Chris Wattie / Reuters

What We’re Following: Enter Justin Trudeau

Canada’s Liberal Party swept into power for the first time in nine years last night, ousting Stephen Harper and his Conservative government in a big upset in the country’s parliamentary elections. Candidates had campaigned for three months, which—believe it or not, Americans—is an unusually long time for Canadian elections. At 43, Trudeau is the second-youngest prime minister in Canadian history. He has pledged to legalize marijuana, take in more Syrian refugees, and more.

Russia’s Air Campaign: Russia has been bombing extremist groups in Syria for three weeks now. It has violated Turkish airspace, allowed its warplanes to fly too close to American ones, struck areas where critics say no Islamic State threat exists, and, a new report shows, resulted in civilian casualties. Since the campaign began, 370 people have been killed by airstrikes. Of that number, 34 percent have been civilians—127 people, including 36 children and 34 women.

A Change in Preventive Measures: The American Cancer Society revised its guidelines about when women should have mammograms, suggesting that women at average risk for breast cancer can wait until age 45 to undergo their first test and then alternate years starting at age 55. The new rules go against what many groups have been recommending for years—that women begin screening at age 40 and undergo regular exams by their doctors.


Snapshot

A Palestinian argues with Israeli policemen during clashes in Hebron, West Bank, on October 10, 2015. For more images from the recent weeks of violence between Israelis and Palestinians, visit The Atlantic Photo. (Nasser Shiyoukhi / AP)

Quoted

Jill Holland, mayor of a rural Tennessee town, on why a company chose not to open an office there: “They said it looked like an atomic bomb went off, so they just kept walking.”

Anna Huffman, who organized a protest against her high school’s dress code: “Adults aren’t going to be shopping at American Eagle or Forever 21. They don’t know that it’s not even possible to buy a dress that goes to your knees.”

Isabel Solorio, who lives in the San Joaquin Valley: “They call this the golden valley. But where is the gold?”


News Quiz

1. The country of _________ has directed its army to manage the flow of migrants and refugees coming through its borders.

(See answer or scroll to the bottom.)

2. According to one sleep study, British people were far more likely than Americans to admit to _____________.

(See answer or scroll to the bottom.)

3. Despite its name, the electric eel is not an eel at all. It’s a _________.

(See answer or scroll to the bottom.)


Evening Read

John Freeman, interviewed by Joe Fassler for our “By Heart” series, discusses writer Louise Erdrich’s narrative magic:

One of the hard things about editing is that it’s very hard to find moments like this one that make everything work. Say this same story came in as a submission, but it was just the plot. You can’t, as an editor, say, “Why don’t you have them weigh a baby?” You can only say, there’s something missing. It’s up to the writer to have the imagination to figure out what that will be.

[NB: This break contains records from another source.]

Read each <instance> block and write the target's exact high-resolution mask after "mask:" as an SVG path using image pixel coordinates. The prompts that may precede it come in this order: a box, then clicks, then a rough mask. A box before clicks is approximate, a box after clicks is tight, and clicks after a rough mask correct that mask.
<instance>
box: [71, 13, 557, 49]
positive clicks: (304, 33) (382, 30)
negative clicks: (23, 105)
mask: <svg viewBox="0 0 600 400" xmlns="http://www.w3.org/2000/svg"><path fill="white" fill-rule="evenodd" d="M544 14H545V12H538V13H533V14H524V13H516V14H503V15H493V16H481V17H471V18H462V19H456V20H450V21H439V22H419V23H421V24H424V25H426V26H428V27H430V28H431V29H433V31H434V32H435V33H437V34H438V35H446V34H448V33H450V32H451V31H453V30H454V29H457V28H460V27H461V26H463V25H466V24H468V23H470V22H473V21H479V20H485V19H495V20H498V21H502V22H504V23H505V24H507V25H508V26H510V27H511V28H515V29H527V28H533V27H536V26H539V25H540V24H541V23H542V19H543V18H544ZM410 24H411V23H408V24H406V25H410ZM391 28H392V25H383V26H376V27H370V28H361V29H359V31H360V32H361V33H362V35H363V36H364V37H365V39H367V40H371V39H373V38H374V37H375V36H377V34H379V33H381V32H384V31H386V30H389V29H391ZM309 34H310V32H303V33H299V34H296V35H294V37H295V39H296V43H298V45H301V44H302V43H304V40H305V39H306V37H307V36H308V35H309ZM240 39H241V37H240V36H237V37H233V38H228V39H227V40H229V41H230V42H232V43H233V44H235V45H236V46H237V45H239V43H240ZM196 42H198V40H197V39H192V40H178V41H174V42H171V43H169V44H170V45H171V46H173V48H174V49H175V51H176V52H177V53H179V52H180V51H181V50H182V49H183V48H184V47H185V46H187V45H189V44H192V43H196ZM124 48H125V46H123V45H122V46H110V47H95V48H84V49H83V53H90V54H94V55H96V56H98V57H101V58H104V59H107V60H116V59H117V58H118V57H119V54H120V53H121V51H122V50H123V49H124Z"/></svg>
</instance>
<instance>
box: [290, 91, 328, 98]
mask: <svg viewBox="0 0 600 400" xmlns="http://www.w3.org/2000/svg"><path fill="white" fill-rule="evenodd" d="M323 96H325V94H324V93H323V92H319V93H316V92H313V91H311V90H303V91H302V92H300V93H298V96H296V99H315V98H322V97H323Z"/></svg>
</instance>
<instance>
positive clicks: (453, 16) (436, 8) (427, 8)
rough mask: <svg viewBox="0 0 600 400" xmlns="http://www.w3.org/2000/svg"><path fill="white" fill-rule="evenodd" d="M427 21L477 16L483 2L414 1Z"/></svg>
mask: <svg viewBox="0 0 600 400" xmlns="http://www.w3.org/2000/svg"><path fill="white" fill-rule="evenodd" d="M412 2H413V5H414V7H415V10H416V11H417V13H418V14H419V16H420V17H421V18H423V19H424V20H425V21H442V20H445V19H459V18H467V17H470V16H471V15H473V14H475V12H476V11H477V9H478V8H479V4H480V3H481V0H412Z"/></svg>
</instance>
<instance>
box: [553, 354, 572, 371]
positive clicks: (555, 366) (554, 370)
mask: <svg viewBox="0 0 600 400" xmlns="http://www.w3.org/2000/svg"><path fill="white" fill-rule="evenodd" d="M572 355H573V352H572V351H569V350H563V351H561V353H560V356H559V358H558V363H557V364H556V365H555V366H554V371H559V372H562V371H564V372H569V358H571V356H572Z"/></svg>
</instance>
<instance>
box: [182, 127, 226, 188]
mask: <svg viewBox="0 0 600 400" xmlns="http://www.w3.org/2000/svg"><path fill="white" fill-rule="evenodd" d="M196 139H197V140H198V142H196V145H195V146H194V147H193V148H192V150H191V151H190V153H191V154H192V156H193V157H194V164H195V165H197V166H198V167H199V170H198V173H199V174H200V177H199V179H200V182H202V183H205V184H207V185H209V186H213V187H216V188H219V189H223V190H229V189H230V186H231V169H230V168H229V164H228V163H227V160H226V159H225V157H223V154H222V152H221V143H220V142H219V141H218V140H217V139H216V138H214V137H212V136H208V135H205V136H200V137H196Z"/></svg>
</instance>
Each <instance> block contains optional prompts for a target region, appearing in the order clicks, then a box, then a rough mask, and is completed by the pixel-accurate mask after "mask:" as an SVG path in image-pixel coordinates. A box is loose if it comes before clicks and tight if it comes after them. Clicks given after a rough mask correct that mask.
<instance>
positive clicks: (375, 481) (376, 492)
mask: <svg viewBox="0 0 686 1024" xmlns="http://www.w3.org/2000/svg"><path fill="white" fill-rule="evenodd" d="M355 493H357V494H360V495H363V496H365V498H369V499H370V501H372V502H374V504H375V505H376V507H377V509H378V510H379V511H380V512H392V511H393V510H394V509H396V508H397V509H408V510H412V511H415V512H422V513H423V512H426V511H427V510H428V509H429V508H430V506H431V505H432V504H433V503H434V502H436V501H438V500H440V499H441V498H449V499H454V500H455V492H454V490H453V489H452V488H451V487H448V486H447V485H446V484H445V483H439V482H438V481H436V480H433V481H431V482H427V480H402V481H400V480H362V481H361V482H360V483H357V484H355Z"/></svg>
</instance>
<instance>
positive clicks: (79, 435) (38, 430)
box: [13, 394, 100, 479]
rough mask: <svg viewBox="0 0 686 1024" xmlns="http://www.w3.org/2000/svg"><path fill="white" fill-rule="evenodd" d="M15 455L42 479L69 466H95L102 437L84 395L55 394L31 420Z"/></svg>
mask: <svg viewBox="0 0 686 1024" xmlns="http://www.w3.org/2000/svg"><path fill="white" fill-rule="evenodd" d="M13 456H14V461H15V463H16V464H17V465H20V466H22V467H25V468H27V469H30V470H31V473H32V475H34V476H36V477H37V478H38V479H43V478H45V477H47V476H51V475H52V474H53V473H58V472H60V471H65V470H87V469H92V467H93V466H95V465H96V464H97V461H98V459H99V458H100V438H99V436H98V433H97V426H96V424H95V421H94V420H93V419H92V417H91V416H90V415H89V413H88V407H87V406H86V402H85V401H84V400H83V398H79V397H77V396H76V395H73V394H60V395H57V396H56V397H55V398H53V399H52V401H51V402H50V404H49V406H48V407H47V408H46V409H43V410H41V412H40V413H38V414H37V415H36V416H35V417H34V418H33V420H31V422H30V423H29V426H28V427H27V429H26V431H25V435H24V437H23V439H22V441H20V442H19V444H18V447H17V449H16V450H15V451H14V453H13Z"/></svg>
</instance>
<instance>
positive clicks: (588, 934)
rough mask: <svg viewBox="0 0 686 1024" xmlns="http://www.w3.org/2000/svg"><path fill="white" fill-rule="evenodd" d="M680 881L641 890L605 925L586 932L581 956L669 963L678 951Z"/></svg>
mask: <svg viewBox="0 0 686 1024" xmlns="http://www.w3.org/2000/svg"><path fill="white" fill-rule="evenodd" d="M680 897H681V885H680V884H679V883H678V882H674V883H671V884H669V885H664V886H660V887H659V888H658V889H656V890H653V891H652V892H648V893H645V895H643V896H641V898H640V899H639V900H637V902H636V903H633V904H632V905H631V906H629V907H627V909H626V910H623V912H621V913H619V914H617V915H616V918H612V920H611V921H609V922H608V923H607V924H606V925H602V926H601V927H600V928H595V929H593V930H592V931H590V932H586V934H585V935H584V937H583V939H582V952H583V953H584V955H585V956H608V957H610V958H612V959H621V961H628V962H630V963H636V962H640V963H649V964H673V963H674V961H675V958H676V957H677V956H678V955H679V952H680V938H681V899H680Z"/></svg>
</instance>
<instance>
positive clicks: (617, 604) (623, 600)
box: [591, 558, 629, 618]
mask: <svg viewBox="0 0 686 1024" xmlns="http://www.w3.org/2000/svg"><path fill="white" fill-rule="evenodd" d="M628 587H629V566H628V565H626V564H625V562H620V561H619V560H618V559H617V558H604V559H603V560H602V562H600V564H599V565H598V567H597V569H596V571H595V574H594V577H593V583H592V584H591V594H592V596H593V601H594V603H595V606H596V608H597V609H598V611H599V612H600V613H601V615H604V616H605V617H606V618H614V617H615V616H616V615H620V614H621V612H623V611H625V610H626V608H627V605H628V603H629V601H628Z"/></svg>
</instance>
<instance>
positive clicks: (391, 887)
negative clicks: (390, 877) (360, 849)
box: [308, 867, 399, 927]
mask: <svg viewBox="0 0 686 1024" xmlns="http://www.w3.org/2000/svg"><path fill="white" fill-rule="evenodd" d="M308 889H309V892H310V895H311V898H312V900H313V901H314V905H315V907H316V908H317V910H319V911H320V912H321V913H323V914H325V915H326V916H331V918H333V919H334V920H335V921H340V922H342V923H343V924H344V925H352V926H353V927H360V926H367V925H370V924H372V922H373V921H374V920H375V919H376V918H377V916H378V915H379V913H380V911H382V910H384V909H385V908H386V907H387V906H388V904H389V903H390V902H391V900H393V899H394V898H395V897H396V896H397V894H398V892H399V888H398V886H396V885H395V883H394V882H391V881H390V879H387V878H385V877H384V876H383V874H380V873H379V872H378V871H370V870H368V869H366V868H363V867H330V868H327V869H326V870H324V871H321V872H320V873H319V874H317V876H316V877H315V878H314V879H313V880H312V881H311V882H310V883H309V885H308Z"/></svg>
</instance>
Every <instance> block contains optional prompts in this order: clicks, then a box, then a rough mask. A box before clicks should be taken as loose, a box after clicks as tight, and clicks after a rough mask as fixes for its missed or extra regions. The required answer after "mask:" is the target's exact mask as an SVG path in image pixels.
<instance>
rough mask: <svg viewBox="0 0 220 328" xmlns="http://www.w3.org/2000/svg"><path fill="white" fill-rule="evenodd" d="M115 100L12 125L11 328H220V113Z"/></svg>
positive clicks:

One of the amazing things about Erdrich is that she never tries to instruct you about the past or history. Yes, her books are about justice and historical memory and the terrible cost of violence—and mostly about family and love—but she’s never didactic about the content. Instead, she just tells stories. She doesn’t press her own ideas and interpretations down into her books. Language contains meaning that is greater than our intended meaning—and Erdrich, of all the living American writers, uses that capacity to the greatest ability. Her work feels huge as a result—an entire universe contained inside a North Dakota town.


Reader Response

A reader responds to a story about the grim details of America’s drone policy:

The use of drones isn’t a solution. If the goal is to prevent future terrorism, taking out leaders isn’t accomplishing anything. By targeting individuals with drone strikes (especially with so many casualties), we are the best advertisers for more terrorism. Ending terrorism is a war of ideas, and we’re giving a lot of people the idea to join terrorist organizations.

Who would you believe? The guy calling for revolution next to you, or the shadowy country dropping bombs on your friends with no clear reason?

But another reader argues that drones are better than their alternatives:

A drone is no more humane or inhumane than a person in a ship firing a missile from 500 miles away or a person in a tank shooting from two miles away or a person dropping a bomb from 30,000 feet.

In fact, I would argue that drones are far more humane than most other distant killing tools, since you can be far more exacting in who is killed. Can they make mistakes? Yes. But which is worse: a bomb from 30,000 feet that kills tens of thousands and wipes out an entire town, or a drone that kills 100 specific people, minimal surrounding damage, and might sadly sadly catch a few innocents?

Read more perspectives here.


Verbs

Salary disparity between men and women with MBAs revealed, size of Hershey’s Kisses doubled, “Bad Blood” covered.